Harold E. Kasinsky
B.A., Columbia College (New York, 1961); Ph.D., University of California (Berkeley, 1967); Post-doctoral Fellow, Department of Embryology, Carnegie Institution (Baltimore, 1967-69)
Why is there such a diversity of sperm nuclear basic proteins in animals, plants, protozoans and algae? In somatic cells, evolutionarily conservative histones combine with DNA to form nucleosomes, fundamental particles of chromatin organization. However, in animal sperm cells, basic proteins that bind to DNA include: type 1 arginine-rich protamines of low molecular weight in salmon; type 2 arginine- and cystine-rich keratinous protamines in man and other mammals; type 3 intermediate basic proteins containing histidine and lysine as well as arginine in molluscs; type 4 somatic-like histones in echinoderms and type 5 sperm lacking basic proteins altogether in crabs. Our investigations, extending over three decades, indicate that there is an evolutionary trend in the vertebrates from variability of sperm nuclear basic proteins in bony fish and frogs with external fertilization, to relative constancy amongst reptiles, birds and mammals where fertilization is internal. In invertebrates, sperm nuclear basic proteins in animals with internal fertilization are usually arginine-rich protamines, whereas the proteins in external fertilizers are either sperm histones, protamine-like proteins or arginine-rich protamines.

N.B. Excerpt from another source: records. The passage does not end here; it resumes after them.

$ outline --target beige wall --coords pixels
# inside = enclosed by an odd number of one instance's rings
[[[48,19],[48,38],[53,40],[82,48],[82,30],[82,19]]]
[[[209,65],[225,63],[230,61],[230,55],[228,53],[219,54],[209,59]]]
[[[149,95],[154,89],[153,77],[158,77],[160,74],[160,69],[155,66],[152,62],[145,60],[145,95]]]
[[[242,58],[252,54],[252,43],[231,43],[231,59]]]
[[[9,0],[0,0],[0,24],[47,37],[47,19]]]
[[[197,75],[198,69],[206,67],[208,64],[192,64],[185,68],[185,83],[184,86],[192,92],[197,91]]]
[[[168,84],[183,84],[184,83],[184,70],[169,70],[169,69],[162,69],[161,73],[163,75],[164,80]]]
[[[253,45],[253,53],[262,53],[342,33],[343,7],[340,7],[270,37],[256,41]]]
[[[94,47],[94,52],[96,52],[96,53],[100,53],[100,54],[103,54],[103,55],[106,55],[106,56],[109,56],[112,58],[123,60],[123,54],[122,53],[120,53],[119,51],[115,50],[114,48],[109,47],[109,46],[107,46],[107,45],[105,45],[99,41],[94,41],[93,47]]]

To probe this question of diversity in greater depth we are focussing on those organisms where related species show differences in their mode of reproduction. In collaboration with research groups in Victoria, B.C., and Barcelona, Spain, we are also comparing sperm nuclear basic proteins in animals with those in plants, algae and protozoans in order to determine the origins of these sperm nuclear basic proteins and their roles in the dynamic remodeling of chromatin during spermiogenesis.